In two words the matter was explained to our friends. Each felt himself, not outside, which would not have been sufficient, but under his innermost garment, and it was with unspeakable relief that I heard one and all announce the left side much wetter than the right. The wind had not changed. Very good, let us turn toward the rainy quarter. The chain was formed again, Verlot as rearguard, to leave no straggler behind. Before starting, I said once more to my friend, “Shall we risk it?” “Risk it; I follow you,” and we plunged into the awful unknown.

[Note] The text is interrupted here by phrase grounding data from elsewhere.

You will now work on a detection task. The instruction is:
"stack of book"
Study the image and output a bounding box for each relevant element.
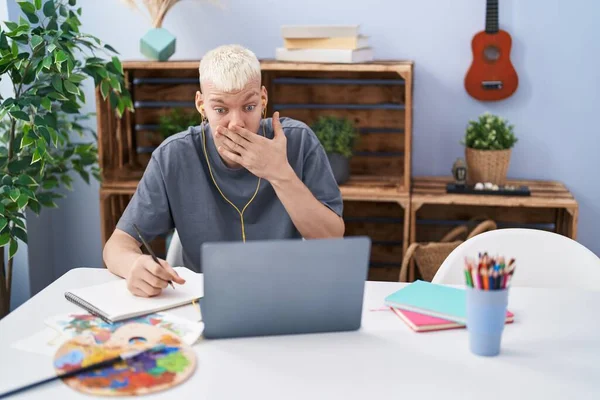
[275,25,374,63]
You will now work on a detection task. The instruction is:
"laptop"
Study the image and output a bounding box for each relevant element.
[200,236,371,339]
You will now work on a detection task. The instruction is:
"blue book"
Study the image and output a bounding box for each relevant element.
[384,280,467,323]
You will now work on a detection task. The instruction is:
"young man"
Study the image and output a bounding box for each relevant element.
[103,44,345,297]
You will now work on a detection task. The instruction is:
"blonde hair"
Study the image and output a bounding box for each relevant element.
[199,44,261,93]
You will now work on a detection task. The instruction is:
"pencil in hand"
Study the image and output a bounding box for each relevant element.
[133,224,175,289]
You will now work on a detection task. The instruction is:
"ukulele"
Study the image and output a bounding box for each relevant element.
[464,0,518,101]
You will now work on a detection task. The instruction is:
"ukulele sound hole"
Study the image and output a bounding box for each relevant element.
[128,336,148,344]
[483,45,500,61]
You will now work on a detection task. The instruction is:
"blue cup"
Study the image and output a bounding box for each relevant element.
[465,287,509,356]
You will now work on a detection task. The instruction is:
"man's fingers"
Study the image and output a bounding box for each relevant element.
[136,280,161,297]
[272,111,284,138]
[146,261,175,283]
[219,146,244,165]
[159,259,186,285]
[141,268,168,289]
[230,126,260,143]
[221,135,247,154]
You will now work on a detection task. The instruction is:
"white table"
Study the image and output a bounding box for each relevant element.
[1,268,599,399]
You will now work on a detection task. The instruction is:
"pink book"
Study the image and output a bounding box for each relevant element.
[391,307,514,332]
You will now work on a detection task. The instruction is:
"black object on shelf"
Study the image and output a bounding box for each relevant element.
[446,183,531,196]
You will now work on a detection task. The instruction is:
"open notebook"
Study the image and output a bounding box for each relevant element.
[64,267,203,324]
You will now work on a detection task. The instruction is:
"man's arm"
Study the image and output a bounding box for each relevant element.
[103,229,143,278]
[270,165,344,238]
[103,153,185,296]
[217,111,344,239]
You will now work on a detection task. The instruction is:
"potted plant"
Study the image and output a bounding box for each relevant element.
[461,112,518,185]
[311,116,358,185]
[0,0,133,317]
[158,108,201,140]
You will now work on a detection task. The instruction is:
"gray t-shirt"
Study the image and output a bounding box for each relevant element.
[116,117,343,272]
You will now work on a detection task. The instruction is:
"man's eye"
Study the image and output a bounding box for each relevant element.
[215,108,226,114]
[245,105,256,112]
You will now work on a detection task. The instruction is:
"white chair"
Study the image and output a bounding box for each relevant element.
[166,229,184,267]
[432,228,600,290]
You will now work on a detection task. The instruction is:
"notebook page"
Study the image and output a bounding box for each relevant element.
[66,267,203,321]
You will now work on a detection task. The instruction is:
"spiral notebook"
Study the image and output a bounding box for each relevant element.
[64,267,203,324]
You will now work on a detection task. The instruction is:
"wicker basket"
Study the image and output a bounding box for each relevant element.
[399,219,497,282]
[465,147,511,185]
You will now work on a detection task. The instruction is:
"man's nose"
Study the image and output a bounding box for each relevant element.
[227,111,245,129]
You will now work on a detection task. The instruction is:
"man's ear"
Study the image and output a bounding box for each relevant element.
[195,91,204,115]
[261,85,268,110]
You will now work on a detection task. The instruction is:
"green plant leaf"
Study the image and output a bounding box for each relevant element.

Twenty of those strides which one cannot moderate [[189]]on a steep slope, and all fear was over. Under our feet was not empty space but the longed-for ground covered with stones which gave way and rolled down behind us in streams. To one and all this rattle denoting terra firma was heavenly music. In a few minutes we reached the upper fringe of beeches. Here the gloom was yet deeper than on the mountain top; one had to stoop to the ground to see where one was setting foot. How in the midst of this darkness were we to find the Jas, buried in the depth of the wood? Two plants which always follow man, Good King Henry (Chenopodium Bonus Henricus) and the nettle, served me as a clue. I swept my free hand through the air as I walked, and at each sting I knew there was a nettle and an indication. Verlot, our rearguard, made similar lunges, and supplied the want of sight by the burning stings. Our companions showed no faith in this style of research. They talked of continuing the wild descent and of returning if necessary to Bedoin. More confident in the botanical instinct so keen in himself also, Verlot joined with me in persisting in our search, reassuring the most demoralised, and showing that it was possible by questioning plants with our hands to reach our destination in the darkness. They yielded to our reasoning, and shortly after, from one clump of nettles to another, the party arrived at the Jas.
Delacour was there, as well as the guide with the baggage, sheltered in good time from the rain. A blazing fire and change of garments soon restored our usual cheerfulness. A block of snow, brought from the neighbouring valley, was hung in a bag [[190]]before the hearth. A bottle caught the melted water. This would be our fountain for the evening meal. The night was spent on a bed of beech leaves, well crushed by our predecessors, and they were many. Who knows for how many years the mattress had never been renewed? Now it was a hard-beaten mass. The mission of those who could not sleep was to keep up the fire. Hands were not wanting to stir it, for the smoke, with no other exit than a large hole made by the partial falling in of the roof, filled the hut with an atmosphere made to smoke herrings. To get a mouthful of breathable air one must seek it with one’s nose nearly level with the ground. There was coughing; there was strong language, and stirring of the fire; but vain was every attempt to sleep. By 2 a.m. we were all on foot to climb the highest cone and behold the sunrise. The rain was over, the sky splendid, auguring a radiant day.